Secondo una Cassazione più risalente (Cass., 14 aprile 2008, n. 12119), tuttavia, l'art. 720 c.c. si configurerebbe come un'eccezione alle regole proprie dell'esecuzione forzata applicabili alla divisione in virtù del richiamo operato dalla normativa sulla divisione: «Nel giudizio di divisione, la richiesta di attribuzione, proponibile solo in caso d'indivisibilità del bene, ex art. 720 c.c., costituisce una modalità attuativa della divisione che ne paralizza la vendita anche se precedentemente disposta dal giudice, trattandosi di una mera specificazione della domanda di scioglimento della comunione, formulabile anche in appello». Questa giurisprudenza è confermata da una pronuncia più recente della Cassazione (Cass. 17 aprile 2013, n. 9367) secondo la quale: «Il giudizio di scioglimento di comunioni non è del tutto compatibile con le scansioni e le preclusioni che disciplinano il processo in generale, intraprendendo i singoli condividenti le loro strategie difensive anche all'esito delle richieste e dei comportamenti assunti dalle altre parti con riferimento al progetto di divisione ed acquisendo rilievo gli eventuali sopravvenuti atti negoziali traslativi, che modifichino il numero e l'entità delle quote; ne deriva il diritto delle parti del giudizio divisorio di mutare, anche in sede di appello, le proprie conclusioni e richiedere per la prima volta l'attribuzione, per intero o congiunta, del compendio immobiliare, integrando tale istanza una mera modalità di attuazione della divisione».

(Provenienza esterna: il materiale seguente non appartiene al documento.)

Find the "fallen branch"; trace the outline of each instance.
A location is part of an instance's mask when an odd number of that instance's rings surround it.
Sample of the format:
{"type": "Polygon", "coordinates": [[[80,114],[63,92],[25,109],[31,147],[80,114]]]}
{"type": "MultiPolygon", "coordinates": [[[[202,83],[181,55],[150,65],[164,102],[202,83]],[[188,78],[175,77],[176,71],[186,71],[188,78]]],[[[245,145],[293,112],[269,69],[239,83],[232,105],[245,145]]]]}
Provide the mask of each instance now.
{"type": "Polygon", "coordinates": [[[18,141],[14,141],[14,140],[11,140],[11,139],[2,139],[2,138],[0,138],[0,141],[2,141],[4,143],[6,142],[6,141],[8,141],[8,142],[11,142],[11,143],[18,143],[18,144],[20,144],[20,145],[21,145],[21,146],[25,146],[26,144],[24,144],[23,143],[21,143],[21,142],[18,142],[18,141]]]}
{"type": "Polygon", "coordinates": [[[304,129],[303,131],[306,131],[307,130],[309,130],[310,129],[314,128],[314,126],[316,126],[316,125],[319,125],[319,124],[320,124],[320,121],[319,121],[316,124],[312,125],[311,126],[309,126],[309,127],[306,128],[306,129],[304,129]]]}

Ancora sul punto si richiama una pronuncia della Cassazione (Cass. 17 luglio 2014, n. 16376, in Diritto&Giustizia 2014, 18 luglio, con nota di Villani), secondo la quale: «Nell'esercizio del potere di attribuzione dell'immobile ritenuto non comodamente divisibile, ed a maggior ragione quando le quote siano uguali e non soccorra quindi l'unico criterio indicato dalla legge (di preferire, cioè il condividente avente diritto alla maggior quota), il giudice non trova alcun limite nelle disposizioni dettate dall'art. 720 c.c., da cui gli deriva al contrario, un potere perfettamente discrezionale nella scelta del condividente al quale assegnarlo, potere che trova il suo temperamento esclusivamente nell'obbligo di indicare i motivi in base ai quali ha ritenuto di dover dare la preferenza all'uno piuttosto che all'altro degli aspiranti all'assegnazione e si risolve in un tipico apprezzamento di fatto, sottratto come tale al sindacato di legittimità, potendo essere oggetto di controllo soltanto la logicità intrinseca e la sufficienza del ragionamento operata dal giudice di merito».

Per approfondimenti sul procedimento e sui relativi provvedimenti si rinvia a Divisione endoesecutiva (di prossima pubblicazione).

Riferimenti
  • Grasso, Espropriazione di beni indivisi, in Enc. dir., XV, Milano, 1966, 793;
  • Tarzia, Espropriazione di beni indivisi, in N.ssimo Dig. it., VI, Torino, 1964, 887;
  • Travi, Espropriazione di beni indivisi, in Dig. civ., VII, Torino, 1992, 15
  • Capponi, Espropriazione di beni indivisi, in Bove, Capponi, Martinetto, Sassani, L'espropriazione forzata, in Giur. sist. dir. proc. civile Proto Pisani, Torino, 1988, 510;
  • Id., Commento agli artt. 599 - 601 c.p.c., in Codice di procedura civile commentato diretto da Consolo, Milano, 2013, 2464 ss.;
  • Lombardi, Profili problematici dell'espropriazione dei beni indivisi, in Riv. dir. proc., 2012, 59; Id., L'espropriazione dei beni invisi e le riforme dell'ultimo decennio, in Riv. dir. proc., 2016, 317 ss.